Pocas sesiones de las Juntas Generales han resultado tan frías como la de ayer. No por falta de argumentos para el debate, sino por cuestiones de calendario. Los grupos políticos trataron una moción sobre los problemas de tráfico que provocaron las nevadas del 27 de enero, mientras el gran tema de la política de infraestructuras, la sentencia sobre los peajes de la A-8, quedaba relegado a los pasillos. Este asunto se abordará en el pleno de junio, para el que todavía no se ha fijado fecha.
El reglamento impone su ritmo al debate político. Desde que el Tribunal Superior de Justicia del País Vasco anuló la norma foral que regula el peaje de la autopista, hace tres semanas, se han presentado cuatro iniciativas relacionadas con el tema. Dos del PP, que fue quien recurrió y ha planteado interpelaciones al diputado general y al de Obras Públicas y Transportes, Eusebio Melero. Ambas llevan fecha del 3 de mayo. Ezker Batua, por su parte, solicitó la comparecencia de Melero y presentó una proposición no de norma para que la institución foral acate la sentencia y rebaje las tarifas de la A-8.
Ninguna de estas peticiones se ha sustanciado, a pesar de que desde entonces se han celebrado dos comisiones de infraestructuras. Tampoco entrarán en la del próximo jueves, al igual que quedaron fuera del pleno celebrado ayer. La presidenta de las Juntas, Ana Madariaga, asegura que se ha seguido escrupulosamente el reglamento. En el caso de las interpelaciones, «hay un plazo de quince días desde que pasan por la mesa», explicó. La petición de comparecencia de Ezker Batua se presentó con carácter de urgencia, «pero no se justificó».

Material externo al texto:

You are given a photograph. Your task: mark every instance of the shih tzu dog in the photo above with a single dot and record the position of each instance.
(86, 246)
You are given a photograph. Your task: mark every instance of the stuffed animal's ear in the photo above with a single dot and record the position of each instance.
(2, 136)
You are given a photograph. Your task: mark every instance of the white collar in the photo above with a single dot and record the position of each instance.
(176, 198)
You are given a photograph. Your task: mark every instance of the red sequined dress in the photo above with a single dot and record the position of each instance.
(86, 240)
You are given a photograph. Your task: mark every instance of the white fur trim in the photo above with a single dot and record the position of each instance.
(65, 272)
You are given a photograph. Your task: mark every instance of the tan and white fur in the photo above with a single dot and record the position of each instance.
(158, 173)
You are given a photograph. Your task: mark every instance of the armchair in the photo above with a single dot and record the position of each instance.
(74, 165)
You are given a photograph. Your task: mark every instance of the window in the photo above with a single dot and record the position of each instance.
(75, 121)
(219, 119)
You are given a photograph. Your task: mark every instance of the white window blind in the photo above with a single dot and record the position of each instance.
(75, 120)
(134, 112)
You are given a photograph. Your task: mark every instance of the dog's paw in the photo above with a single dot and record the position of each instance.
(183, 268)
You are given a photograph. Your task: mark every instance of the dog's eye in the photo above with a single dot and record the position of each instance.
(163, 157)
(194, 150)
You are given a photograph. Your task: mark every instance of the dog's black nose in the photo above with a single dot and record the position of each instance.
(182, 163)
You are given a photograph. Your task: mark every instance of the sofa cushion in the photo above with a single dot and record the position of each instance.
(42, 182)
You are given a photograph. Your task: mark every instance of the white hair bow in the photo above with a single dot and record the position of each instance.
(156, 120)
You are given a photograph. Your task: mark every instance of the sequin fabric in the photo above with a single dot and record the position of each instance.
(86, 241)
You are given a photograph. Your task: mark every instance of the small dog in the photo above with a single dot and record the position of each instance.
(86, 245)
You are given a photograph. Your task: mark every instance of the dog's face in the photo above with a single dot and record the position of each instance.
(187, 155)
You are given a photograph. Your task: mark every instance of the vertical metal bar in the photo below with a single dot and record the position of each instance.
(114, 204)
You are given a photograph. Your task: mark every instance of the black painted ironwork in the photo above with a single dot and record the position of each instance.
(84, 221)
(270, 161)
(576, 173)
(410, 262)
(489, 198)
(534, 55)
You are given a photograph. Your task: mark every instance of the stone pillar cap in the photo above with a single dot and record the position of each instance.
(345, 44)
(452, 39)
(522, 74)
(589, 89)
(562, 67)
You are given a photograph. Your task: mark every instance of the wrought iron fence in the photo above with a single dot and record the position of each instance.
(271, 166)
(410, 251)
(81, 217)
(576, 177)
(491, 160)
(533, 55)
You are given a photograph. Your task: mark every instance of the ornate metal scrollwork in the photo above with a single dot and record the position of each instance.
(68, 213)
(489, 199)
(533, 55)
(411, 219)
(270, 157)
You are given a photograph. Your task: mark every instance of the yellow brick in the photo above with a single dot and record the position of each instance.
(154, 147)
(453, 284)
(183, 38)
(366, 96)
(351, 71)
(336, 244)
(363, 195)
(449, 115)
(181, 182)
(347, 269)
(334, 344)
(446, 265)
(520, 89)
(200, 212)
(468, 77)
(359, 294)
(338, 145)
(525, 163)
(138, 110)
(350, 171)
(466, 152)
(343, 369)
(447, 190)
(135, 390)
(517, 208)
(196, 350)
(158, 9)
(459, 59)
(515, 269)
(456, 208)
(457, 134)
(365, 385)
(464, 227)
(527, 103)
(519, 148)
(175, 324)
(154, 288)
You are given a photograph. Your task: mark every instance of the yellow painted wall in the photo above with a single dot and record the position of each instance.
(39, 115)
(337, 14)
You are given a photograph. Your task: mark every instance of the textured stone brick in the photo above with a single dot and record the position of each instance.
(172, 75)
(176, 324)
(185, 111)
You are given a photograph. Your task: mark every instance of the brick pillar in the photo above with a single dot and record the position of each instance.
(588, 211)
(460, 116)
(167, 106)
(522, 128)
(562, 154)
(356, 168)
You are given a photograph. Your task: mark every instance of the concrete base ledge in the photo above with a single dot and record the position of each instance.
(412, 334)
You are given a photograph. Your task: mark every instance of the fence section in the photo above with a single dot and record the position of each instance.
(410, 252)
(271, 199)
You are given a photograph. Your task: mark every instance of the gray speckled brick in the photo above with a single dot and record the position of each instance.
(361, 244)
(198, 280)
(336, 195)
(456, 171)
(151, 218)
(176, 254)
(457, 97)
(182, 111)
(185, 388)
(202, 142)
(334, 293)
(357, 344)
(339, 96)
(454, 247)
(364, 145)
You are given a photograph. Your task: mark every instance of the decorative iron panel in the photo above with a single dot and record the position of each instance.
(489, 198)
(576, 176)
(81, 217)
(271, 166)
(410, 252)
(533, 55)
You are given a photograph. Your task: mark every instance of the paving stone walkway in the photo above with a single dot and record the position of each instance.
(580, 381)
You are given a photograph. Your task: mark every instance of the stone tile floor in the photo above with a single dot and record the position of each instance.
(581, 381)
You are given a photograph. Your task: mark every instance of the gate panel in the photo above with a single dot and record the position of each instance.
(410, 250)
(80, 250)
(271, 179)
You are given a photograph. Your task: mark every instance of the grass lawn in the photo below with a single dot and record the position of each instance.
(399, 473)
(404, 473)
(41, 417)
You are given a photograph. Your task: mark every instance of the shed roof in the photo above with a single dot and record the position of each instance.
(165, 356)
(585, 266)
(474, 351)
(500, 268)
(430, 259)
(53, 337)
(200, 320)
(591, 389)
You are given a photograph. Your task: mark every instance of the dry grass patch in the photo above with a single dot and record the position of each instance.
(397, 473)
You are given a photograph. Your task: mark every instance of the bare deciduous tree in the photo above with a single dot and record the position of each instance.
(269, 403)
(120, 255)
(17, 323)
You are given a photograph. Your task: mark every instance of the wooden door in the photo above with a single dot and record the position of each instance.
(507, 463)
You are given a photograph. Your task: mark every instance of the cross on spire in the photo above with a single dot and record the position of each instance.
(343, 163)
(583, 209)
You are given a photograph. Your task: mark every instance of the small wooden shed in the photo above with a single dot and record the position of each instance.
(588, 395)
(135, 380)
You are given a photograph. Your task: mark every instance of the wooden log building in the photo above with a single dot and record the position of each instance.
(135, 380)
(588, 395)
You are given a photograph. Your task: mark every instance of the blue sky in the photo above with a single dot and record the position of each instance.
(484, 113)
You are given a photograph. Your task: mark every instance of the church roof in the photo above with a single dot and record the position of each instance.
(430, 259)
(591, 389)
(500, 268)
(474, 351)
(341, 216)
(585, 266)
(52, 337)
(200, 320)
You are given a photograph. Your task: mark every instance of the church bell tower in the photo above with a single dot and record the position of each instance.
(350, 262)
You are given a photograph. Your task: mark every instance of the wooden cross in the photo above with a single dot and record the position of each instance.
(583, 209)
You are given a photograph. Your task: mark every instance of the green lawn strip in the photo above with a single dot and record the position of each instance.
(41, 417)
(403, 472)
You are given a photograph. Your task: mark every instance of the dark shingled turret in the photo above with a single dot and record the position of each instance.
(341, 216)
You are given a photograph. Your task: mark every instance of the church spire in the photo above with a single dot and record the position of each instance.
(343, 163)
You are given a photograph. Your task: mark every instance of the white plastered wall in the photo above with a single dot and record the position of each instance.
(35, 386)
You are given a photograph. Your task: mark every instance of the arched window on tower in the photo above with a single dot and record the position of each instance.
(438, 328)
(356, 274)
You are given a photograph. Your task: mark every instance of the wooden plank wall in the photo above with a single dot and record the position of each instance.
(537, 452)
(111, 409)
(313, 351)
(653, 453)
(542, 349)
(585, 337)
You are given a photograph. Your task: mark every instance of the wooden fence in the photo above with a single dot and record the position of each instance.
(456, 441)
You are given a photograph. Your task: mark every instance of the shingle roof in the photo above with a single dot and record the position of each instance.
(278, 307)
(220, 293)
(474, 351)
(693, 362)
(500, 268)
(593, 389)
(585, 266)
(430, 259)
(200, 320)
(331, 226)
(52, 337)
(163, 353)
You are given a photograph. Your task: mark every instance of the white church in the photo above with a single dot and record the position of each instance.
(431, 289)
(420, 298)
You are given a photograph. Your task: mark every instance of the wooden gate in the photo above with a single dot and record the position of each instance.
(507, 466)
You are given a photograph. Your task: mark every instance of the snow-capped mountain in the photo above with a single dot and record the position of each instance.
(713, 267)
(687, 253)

Mientras tanto, el conflicto ha llegado al Supremo -las propias Juntas han recurrido junto a la Diputación- y las partes enfrentadas se comunican a golpe de declaraciones y ruedas de prensa. El pleno de junio «será el momento en que explotemos», comentaba ayer en los pasillos Eusebio Melero. La Diputación ya tiene preparado su discurso, en el que acusará al PP de aplicar en otras comunidades la política de financiación de infraestructuras que denuncia en Vizcaya. Es decir, utilizar parte del peaje de una autopista para invertirlo en otras carreteras.
«Fijación obsesiva»
«En algunas adjudicaciones vinculaban el peaje a obras complementarias», añadió Melero. Como ejemplo, citó la autopista Estepona-Guadiaro, «que incluía el desdoblamiento de la carretera alternativa en un tramo de 22 kilómetros» y algunas radiales de Madrid «que incluyen tramos de la M-50». Desde el otro lado del pasillo, Jesús Isasi, del PP, negaba las acusaciones e invitaba al diputado «a que vaya y lo denuncie» si descubre alguna práctica ilegal.
En el salón de plenos, el orden del día parecía congelado. Sólo el brusco descenso de las temperaturas evitó que los rayos de sol acentuaran el desfase. El PP se quedó solo en la defensa de su moción sobre vialidad invernal, aunque, más que el contenido, los demás partidos le reprocharon su «fijación obsesiva» con Eusebio Melero, al que consideran víctima de una campaña «de acoso y derribo». En este punto el debate se caldeó, quizá como preludio del pleno que se avecina.